Más en concreto, cada capítulo se sostiene sobre ejemplos extraídos de la historia del cine. Seger y Rainey desmenuzan cada diálogo como si fuera una partitura: ritmo, tensión, respiración. Su tesis es categórica: la naturalidad no se improvisa, se escucha. El escritor debe aprender a oír la vida real, a huir de los diálogos “literarios” que solo existen en la página.

La economía de la palabra
La mayor virtud del libro se aprecia en su equilibrio entre teoría y práctica. No se limita a enumerar consejos: propone un método, una ética del diálogo cinematográfico. Los autores reivindican la economía verbal como principio de estilo, recordando que una frase breve y bien colocada puede tener más impacto que un monólogo que busca explicarlo todo. En ese sentido, Cómo escribir un buen diálogo de cine funciona como un tratado sobre la respiración del texto audiovisual. Un buen diálogo no ilustra una emoción: la provoca. Revela el conflicto, intensifica la tensión y comunica lo esencial sin nombrarlo. Seger y Rainey devuelven al guion su condición de partitura, donde cada pausa, cada interrupción o silencio tiene un valor dramático.
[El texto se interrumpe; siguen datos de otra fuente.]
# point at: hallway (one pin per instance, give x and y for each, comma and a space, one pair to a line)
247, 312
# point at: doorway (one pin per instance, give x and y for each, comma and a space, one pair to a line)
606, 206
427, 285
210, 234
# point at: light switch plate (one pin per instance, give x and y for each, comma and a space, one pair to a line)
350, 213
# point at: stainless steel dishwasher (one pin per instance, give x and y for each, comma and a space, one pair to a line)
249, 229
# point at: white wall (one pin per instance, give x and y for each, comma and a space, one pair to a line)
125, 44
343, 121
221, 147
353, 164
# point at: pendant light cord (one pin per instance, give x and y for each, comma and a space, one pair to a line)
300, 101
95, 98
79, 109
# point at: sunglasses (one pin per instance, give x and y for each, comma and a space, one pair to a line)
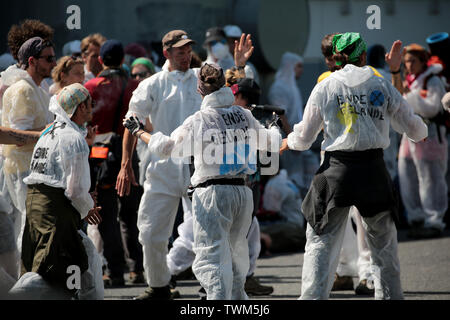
49, 59
140, 75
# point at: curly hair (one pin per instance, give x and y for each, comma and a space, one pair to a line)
64, 65
232, 76
28, 29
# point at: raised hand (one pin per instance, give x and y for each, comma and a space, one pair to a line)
133, 124
243, 50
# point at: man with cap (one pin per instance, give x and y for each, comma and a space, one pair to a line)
222, 204
58, 192
167, 98
25, 107
355, 109
111, 92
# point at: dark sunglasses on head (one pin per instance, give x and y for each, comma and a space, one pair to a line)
49, 59
140, 75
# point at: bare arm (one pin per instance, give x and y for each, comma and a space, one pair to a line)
126, 175
243, 50
19, 137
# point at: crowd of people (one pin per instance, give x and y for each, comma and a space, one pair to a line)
159, 167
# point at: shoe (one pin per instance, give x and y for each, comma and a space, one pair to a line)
162, 293
365, 288
107, 282
342, 283
414, 228
254, 288
428, 233
202, 293
175, 294
137, 277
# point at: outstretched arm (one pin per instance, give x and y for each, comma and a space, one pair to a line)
19, 137
394, 61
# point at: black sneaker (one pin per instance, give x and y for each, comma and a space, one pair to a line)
365, 288
161, 293
137, 277
202, 293
342, 283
El ejemplar de 272 páginas es denso, sí, pero su claridad expositiva y su voluntad práctica lo convierten en una lectura indispensable. Incluso los guionistas experimentados encontrarán aquí una invitación constante a decir menos, pero para decir mejor.
Más allá de considerar Cómo escribir un buen diálogo de cine un manual técnico, el volumen de Seger y Rainey muestra cómo cada línea debe cumplir tres funciones: revelar la personalidad del personaje, avanzar la trama y generar tensión dramática. Gracias a sus ejemplos y análisis, el lector aprende a escribir diálogos evitando frases superfluas y dotando a cada escena de ritmo y coherencia.
Y si el cine es la tiranía de la imagen, como señalaban los formalistas rusos Víktor Shklovsk, Borís Tomashevski, Yuri Tyniánov, Borís Eichenbaum, Vladímir Propp y Román Jakobson, este libro propone una insurrección silenciosa. Cada palabra bien dicha se rebela, se siente en el aire y hace que la pantalla respire. Cada frase se convierte en un instante que define la escena y cada silencio, un instrumento dramático. La obra no solo se lee; se escucha, se palpa y se recuerda.